While I don’t think anyone has data on how often this kind of thing happens, I suspect, based on snippets of anecdotal evidence, that it’s more common than most of us realize.  Several years ago, while researching a paper on consultation processes, I found myself talking to a National Marine Fisheries Service biologist about the non-existence of jeopardy and adverse modification opinions during the first year of the Obama Administration.  “Well,” he said (and I’m paraphrasing from old notes), “I’ve got five jeopardy/adverse modification opinions on my desk right now, ready to go out to other agencies.”  He told me he didn’t expect any of the opinions to be finalized, but sending them was an effective way of raising the ante in interagency negotiations and getting other agencies to adjust projects in ways that made them more protective of species. 
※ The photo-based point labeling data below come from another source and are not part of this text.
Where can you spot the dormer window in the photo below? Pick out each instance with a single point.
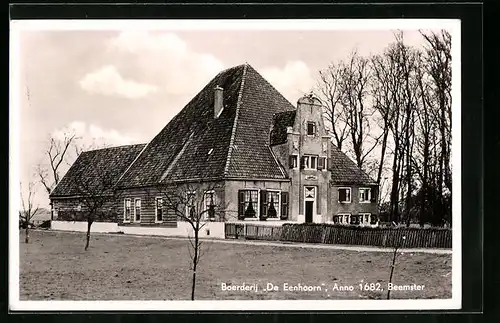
(311, 128)
(309, 162)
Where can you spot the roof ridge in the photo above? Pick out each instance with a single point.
(233, 131)
(132, 163)
(177, 157)
(112, 147)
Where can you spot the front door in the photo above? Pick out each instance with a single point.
(309, 211)
(309, 198)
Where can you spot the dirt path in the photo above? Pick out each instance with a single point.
(280, 244)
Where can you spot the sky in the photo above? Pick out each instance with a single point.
(123, 86)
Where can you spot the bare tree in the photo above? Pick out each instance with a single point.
(357, 113)
(96, 196)
(29, 210)
(330, 90)
(56, 152)
(196, 204)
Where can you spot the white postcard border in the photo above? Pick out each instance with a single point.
(16, 26)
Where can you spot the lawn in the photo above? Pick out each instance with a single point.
(54, 266)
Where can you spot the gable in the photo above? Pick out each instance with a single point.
(91, 165)
(194, 121)
(250, 155)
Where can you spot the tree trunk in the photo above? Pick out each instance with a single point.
(89, 224)
(195, 262)
(382, 155)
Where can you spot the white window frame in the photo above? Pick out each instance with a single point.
(342, 217)
(257, 206)
(156, 209)
(315, 128)
(125, 210)
(350, 194)
(295, 159)
(369, 195)
(205, 209)
(364, 222)
(315, 200)
(135, 209)
(278, 211)
(186, 211)
(325, 168)
(307, 165)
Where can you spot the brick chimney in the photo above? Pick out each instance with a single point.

NMFS or FWS might be less willing to deploy that option if the agencies expected their shots across the bow to be discoverable under FOIA (or perhaps not; in the past, the agencies have often included draft jeopardy opinions in administrative records, which suggests sometimes they aren’t so worried about disclosure).  And if that’s true, then making a draft jeopardy opinion discoverable might actually limit the use of a tool agencies sometimes deploy to protect species.

So how, you might wonder, do these scenarios balance out?  Is it better for the environment, and for species, to promote transparency and to give environmental groups more leverage in litigation, or is it better to (maybe) protect a tool that sometimes gives agencies leverage in negotiations?  Probably the best answer is that it’s just really hard to know.   

If you do have an intuition, it may turn on whether you believe the primary engine of environmental protection comes from within the agencies or from external pressure and oversight.  And if you are inclined toward the latter view, it may be worth pausing to consider how rare environmental challenges to biological opinions, and to agency decisions more generally, really are.  Of the thousands of biological opinions issued every year, only a few handfuls, at most, draw litigation.  The threat of litigation is more far-reaching, and litigation also tends to focus on particularly high-impact consultations, but still, the vast majority of consultations occur without any realistic likelihood of judicial review.  That suggests an outcome favoring greater disclosure may matter in a fairly small number of cases, while an outcome favoring greater leverage for the Fish and Wildlife Service and the National Marine Fisheries Service might matter more often.